Sehingga, bukti-bukti kekerasan seksual yang menempel di tubuh menjadi hilang.

Selain itu, keterlambatan pelaporan juga bisa disebabkan korban diancam oleh pelaku kekerasan seksual.

Namun, saat korban memutuskan untuk melapor ke polisi, barang bukti yang menempel di tubuh korban sudah hilang.

Sehingga akan menghambat proses penanganan kasus tersebut, ujarnya.

Tantangan lain dalam penanganan kasus kekerasan seksual lain yang harus diperhatikan adalah perbedaan pandangan aparat penegak hukum dalam menafsirkan hukum.

Kemudian, keterbatasan layanan / teknis kesehatan, terutama dalam mendukung pembuktian kasus dan pembiayaan, tidak jelas.

Keterbatasan dokter, psikolog, pekerja sosial, asisten hukum. Kemudian sarana dan prasarana keamanan bagi korban belum terpenuhi, serta sumber daya manusia yang belum tanggap gender.

Diusir dari Prolegnas

Meski didesak banyak pihak untuk disahkan, RUU PKS tidak lagi masuk dalam daftar Program Legislasi Nasional Prioritas (Polegnas) 2020.

Usulan penarikan ini sebelumnya diajukan oleh Komisi VIII.

Wakil Ketua Komisi VIII Marwan Dasopang mengatakan saat ini RUU PKS sulit dibahas.

“Kami mencabut RUU Penghapusan Kekerasan Seksual. Karena pembahasannya agak sulit,” kata Marwan dalam rapat dengan DPR Baleg, Selasa (30/6/2020).

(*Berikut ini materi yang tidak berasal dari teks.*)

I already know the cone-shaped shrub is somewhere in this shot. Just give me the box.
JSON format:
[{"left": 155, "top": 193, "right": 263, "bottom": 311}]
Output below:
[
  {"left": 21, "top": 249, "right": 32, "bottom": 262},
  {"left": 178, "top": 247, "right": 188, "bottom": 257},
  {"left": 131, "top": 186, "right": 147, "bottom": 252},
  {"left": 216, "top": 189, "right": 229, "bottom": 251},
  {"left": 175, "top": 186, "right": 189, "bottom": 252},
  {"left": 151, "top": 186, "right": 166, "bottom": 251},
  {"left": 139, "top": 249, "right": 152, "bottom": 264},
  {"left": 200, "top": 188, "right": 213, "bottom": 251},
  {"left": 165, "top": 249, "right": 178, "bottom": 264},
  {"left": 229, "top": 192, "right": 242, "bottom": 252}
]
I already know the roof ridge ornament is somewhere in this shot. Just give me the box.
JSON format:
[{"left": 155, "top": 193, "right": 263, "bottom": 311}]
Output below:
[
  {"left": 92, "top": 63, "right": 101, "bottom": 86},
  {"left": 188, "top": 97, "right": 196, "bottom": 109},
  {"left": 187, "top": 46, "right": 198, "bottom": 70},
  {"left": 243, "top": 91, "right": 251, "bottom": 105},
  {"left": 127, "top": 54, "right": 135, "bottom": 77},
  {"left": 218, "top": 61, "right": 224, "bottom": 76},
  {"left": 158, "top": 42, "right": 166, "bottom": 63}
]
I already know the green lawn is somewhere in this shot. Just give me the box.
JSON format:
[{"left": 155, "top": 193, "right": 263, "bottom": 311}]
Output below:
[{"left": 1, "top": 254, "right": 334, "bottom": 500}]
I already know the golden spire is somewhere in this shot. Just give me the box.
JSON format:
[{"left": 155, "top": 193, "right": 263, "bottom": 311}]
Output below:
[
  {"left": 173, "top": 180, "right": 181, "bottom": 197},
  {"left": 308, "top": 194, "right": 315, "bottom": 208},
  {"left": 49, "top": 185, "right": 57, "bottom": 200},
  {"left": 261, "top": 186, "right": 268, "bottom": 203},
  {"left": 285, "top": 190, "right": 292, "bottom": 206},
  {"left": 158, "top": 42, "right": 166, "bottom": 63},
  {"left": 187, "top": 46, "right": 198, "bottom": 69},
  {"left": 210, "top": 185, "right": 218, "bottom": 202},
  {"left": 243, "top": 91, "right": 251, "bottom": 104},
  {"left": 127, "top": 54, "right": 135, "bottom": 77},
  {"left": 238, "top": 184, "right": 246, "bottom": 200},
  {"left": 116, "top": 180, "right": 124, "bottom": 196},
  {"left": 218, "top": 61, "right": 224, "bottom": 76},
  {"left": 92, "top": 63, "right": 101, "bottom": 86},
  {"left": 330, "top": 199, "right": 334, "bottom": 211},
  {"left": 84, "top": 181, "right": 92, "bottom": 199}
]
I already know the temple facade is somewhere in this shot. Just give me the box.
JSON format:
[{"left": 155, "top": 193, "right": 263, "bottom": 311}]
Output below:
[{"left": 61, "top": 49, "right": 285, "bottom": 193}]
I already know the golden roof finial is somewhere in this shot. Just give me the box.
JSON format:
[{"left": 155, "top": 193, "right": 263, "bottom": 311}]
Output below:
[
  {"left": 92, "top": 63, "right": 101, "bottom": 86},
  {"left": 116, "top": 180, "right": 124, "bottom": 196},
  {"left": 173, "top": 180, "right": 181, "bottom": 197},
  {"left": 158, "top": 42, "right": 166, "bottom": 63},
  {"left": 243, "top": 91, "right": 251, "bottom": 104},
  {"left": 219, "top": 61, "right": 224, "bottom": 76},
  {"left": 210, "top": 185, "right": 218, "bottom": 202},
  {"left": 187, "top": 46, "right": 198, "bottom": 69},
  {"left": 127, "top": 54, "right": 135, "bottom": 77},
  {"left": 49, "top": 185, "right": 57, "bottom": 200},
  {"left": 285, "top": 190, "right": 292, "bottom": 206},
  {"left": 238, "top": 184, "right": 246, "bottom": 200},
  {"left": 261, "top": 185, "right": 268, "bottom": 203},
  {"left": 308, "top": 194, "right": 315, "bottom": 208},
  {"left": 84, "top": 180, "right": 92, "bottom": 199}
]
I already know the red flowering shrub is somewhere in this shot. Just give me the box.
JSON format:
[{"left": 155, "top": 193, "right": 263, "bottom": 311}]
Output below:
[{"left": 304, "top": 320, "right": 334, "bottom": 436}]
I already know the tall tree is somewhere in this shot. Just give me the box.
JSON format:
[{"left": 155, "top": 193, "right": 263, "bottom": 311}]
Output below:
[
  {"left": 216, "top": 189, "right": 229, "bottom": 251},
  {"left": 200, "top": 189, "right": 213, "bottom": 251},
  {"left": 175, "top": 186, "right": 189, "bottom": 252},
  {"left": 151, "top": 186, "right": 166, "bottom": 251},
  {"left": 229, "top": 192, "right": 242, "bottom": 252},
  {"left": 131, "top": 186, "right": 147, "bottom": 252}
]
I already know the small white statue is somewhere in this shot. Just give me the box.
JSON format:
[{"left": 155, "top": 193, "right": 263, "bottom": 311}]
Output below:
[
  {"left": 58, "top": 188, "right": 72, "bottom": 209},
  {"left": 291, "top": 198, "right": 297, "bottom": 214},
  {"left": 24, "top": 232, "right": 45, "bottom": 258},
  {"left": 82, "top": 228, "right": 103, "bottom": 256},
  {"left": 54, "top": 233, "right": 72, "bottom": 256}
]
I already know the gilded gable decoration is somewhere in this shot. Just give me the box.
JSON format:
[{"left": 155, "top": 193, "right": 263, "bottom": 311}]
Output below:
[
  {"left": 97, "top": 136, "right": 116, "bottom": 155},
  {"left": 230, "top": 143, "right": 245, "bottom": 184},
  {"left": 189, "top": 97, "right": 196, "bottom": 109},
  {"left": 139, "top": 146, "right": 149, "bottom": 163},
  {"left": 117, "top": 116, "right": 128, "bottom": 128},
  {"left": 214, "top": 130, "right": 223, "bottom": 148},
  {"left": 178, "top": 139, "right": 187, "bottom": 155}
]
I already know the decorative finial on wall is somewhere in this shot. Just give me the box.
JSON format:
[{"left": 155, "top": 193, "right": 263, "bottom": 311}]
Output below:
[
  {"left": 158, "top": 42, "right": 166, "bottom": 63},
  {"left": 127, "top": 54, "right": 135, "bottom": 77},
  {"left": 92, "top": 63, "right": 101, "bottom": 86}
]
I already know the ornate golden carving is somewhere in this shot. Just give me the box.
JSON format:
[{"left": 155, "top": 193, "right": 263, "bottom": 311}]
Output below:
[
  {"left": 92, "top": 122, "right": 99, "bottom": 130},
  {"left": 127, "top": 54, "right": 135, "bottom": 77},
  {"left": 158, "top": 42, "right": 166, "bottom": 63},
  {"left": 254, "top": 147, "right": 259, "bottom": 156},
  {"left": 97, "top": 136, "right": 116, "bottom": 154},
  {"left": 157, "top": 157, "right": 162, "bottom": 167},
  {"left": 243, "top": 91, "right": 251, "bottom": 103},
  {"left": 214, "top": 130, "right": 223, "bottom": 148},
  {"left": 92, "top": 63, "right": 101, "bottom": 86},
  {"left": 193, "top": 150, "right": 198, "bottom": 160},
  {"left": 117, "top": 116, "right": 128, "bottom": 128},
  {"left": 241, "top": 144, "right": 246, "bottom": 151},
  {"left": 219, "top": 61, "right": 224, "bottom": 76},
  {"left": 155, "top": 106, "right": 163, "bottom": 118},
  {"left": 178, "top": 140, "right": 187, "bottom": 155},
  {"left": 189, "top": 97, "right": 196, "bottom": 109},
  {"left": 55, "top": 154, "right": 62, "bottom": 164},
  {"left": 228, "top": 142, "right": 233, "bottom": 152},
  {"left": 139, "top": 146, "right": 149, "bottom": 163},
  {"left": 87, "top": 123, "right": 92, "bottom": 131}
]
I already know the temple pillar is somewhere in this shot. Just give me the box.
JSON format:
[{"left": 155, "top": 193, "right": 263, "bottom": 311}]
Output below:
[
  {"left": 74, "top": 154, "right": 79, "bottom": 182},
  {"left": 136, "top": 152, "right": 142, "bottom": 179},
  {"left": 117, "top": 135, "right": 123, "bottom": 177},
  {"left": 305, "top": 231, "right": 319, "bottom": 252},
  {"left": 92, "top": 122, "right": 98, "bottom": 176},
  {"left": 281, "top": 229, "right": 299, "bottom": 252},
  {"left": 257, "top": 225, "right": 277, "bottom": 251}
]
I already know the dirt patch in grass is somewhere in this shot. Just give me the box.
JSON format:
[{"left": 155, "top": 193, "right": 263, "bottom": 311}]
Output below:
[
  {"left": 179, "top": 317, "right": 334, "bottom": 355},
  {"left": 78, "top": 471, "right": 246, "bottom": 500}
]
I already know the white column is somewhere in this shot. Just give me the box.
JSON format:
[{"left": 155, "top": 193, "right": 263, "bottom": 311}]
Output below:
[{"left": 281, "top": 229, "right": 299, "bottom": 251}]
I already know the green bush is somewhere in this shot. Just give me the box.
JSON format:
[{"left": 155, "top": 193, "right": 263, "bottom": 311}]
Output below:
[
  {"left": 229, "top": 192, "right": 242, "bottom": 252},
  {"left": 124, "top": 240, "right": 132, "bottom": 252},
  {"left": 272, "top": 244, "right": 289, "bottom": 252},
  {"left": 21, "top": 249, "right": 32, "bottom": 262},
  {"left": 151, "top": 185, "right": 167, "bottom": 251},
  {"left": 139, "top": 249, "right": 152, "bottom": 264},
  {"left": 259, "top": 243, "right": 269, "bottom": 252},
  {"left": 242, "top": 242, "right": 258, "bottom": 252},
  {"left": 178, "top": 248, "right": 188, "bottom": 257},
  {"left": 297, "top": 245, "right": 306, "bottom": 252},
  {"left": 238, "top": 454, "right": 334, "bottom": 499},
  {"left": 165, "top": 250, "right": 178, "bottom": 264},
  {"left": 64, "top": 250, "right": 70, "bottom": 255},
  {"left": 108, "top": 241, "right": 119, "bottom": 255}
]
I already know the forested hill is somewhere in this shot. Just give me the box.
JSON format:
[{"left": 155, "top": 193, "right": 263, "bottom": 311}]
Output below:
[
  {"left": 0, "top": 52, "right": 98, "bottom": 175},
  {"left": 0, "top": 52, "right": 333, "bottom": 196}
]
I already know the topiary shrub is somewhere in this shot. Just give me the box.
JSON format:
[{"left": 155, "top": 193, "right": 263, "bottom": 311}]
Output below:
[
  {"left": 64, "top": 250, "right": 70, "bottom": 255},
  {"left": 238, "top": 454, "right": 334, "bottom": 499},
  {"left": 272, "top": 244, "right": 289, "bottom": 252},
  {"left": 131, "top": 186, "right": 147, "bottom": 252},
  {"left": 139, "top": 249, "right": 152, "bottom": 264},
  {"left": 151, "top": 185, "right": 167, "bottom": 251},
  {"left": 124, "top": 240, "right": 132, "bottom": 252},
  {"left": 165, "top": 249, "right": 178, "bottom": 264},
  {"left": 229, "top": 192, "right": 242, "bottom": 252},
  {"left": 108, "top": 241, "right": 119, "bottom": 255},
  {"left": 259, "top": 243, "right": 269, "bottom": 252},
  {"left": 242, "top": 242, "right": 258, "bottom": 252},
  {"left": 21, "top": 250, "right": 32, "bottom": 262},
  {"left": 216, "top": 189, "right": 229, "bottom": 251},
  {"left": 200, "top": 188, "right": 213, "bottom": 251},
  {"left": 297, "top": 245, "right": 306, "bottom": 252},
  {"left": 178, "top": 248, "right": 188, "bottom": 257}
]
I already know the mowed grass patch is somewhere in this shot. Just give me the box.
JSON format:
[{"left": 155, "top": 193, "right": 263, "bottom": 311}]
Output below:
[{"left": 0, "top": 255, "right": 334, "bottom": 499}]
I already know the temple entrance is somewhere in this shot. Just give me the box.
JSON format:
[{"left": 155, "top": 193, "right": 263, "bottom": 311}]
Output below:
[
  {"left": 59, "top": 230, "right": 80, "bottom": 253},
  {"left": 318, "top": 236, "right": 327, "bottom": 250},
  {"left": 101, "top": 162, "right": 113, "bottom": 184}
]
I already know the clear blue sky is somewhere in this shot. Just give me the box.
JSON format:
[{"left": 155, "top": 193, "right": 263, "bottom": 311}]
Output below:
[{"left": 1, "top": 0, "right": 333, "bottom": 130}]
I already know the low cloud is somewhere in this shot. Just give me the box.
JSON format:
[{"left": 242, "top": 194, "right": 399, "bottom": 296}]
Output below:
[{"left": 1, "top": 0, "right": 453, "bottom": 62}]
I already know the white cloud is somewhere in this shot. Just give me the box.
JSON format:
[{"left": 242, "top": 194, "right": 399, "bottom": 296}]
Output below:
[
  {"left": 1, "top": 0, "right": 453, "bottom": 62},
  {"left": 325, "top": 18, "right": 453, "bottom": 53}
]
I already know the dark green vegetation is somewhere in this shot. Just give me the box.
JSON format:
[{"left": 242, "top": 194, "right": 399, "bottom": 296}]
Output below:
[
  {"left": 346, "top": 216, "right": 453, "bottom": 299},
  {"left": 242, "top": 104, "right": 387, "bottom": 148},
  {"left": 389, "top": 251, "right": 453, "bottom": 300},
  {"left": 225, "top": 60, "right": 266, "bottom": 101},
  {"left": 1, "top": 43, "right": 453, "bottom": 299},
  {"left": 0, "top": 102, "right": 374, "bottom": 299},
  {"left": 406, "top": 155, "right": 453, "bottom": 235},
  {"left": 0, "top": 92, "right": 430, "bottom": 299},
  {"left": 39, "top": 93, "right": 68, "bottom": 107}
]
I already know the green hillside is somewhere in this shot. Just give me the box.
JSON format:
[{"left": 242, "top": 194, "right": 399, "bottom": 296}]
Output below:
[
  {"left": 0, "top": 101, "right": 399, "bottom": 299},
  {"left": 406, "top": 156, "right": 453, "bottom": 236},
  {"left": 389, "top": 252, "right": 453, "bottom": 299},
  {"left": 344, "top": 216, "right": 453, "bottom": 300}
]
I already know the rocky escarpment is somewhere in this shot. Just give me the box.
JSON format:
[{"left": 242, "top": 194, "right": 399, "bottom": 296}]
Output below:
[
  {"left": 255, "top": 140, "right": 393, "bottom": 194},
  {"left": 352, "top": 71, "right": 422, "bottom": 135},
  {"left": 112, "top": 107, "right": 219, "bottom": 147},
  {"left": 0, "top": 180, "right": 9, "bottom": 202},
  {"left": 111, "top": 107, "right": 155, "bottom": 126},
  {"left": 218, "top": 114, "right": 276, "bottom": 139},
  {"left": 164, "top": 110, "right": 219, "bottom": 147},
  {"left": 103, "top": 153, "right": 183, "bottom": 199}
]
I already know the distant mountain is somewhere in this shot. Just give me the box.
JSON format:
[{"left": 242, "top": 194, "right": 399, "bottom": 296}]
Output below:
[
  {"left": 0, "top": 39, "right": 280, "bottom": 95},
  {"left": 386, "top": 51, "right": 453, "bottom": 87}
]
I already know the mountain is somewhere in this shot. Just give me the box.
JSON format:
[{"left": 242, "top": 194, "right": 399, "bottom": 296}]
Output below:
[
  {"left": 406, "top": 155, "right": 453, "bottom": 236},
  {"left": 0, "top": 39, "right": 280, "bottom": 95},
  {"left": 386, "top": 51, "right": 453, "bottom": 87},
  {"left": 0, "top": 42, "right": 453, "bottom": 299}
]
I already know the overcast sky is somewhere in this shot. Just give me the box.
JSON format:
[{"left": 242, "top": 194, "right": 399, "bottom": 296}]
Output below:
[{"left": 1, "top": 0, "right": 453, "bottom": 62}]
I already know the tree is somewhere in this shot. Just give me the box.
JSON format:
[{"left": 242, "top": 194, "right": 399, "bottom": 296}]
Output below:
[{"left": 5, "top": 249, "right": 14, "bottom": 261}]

Dihubungi seusai rapat, dia menjelaskan, kesulitan yang dimaksud karena lobi fraksi dengan semua fraksi di Komisi VIII menemui jalan buntu.

Marwan mengatakan, sejak periode terakhir pembahasan RUU PKS masih berbenturan dengan judul dan definisi kekerasan seksual. Selain itu, aturan tentang hukuman masih diperdebatkan.